I've read a few of Dick's novels, and a common theme is a sort of nightmare of suburban reality and domestic life. From the top here you get protagonist Deckard's unhappy marriage, in a home where the "mood organ" is an essential appliance. It allows you to schedule whatever emotion or experience you feel you need to have, be it loving your job or enjoying television. Then there's the status symbol of having a pet. Animals are rare and expensive, but if you can only afford a robotic replica (an electric sheep) you won't impress the neighbours who might own a real one.

As he gets into his action man job, hunting illegal human replicants, Deckard stumbles into part of the city where everything is flipped. Biological humans are illegal, robotic detectives hunt them. But one key question is the same in both worlds: how can you know if you're real or artificial?
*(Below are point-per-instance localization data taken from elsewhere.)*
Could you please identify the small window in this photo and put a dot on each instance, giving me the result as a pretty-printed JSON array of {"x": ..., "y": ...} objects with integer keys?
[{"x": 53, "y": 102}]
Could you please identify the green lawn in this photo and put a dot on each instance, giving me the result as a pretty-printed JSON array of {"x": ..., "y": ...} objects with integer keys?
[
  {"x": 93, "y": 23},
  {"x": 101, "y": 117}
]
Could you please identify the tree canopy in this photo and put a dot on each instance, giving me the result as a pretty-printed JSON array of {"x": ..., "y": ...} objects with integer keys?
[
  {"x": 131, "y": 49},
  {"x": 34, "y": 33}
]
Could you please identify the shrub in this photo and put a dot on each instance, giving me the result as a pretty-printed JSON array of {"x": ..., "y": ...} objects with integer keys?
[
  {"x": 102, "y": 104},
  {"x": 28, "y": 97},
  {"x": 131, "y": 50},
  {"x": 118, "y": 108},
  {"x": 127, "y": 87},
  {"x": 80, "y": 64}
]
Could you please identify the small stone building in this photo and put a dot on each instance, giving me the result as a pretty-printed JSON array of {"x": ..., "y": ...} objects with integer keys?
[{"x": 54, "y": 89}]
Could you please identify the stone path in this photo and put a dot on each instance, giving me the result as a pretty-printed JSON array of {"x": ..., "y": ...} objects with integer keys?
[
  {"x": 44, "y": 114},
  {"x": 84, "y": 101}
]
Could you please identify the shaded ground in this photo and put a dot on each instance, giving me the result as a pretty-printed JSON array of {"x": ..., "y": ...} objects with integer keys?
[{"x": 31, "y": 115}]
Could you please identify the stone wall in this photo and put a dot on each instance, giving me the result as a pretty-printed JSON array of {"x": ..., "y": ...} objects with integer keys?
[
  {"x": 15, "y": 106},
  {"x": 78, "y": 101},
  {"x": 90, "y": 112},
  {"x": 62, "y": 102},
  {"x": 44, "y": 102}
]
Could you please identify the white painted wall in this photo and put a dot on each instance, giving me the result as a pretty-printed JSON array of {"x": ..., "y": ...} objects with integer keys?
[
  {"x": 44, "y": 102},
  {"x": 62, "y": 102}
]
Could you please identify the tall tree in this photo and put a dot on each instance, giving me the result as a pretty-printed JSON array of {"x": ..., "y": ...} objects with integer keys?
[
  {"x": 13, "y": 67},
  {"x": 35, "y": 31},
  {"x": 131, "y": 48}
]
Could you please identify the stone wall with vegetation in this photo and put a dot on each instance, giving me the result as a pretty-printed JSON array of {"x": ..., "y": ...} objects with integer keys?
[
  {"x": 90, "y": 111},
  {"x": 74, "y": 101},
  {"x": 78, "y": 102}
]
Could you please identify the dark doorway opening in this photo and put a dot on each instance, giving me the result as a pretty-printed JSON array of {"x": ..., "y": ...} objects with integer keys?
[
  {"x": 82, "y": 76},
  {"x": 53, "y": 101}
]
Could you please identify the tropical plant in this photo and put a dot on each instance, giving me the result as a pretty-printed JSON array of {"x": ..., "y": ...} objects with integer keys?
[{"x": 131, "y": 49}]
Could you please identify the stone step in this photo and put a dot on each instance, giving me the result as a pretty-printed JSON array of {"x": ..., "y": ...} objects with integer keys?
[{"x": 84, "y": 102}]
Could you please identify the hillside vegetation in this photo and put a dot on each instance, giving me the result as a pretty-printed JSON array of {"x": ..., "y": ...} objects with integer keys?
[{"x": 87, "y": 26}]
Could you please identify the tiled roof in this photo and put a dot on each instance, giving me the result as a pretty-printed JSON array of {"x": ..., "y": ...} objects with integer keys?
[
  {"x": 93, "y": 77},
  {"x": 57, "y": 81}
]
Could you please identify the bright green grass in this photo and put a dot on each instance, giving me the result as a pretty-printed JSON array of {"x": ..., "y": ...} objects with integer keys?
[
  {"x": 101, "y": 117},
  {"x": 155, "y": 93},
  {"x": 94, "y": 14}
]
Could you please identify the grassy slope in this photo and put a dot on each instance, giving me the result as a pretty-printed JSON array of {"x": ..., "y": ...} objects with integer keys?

I mention the domestic setting and the "mirror world" chapter because they are not included in the film. I can't help comparing it to the film, which I love. But none of the films I have seen of Dick's work fully capture his recurring themes of unreality, asking what is it like to be inside your own mind, when your own mind deceives you so much? Maybe you, the reader, can answer that question with comfort if you are talking about your own thoughts, but when you read a Dick book you are in HIS mind and he is - how shall I put this - crazy? It's not the right word. He was paranoid, in the sense of believing people were out to get him, suspicious of government in a sort on conspiracy theory way, and later in his life subject to a delusional obsession which seems to have resulted from a neurological condition, leading him to believe that he was in contact with some sort of higher power or cosmic consciousness.

In the end, Dick's world is just too much for me. I can't love his books, but I still read them. His ideas are - umm - FAR OUT, and I like that. But his mind is warped and ultimately that's what the books are about.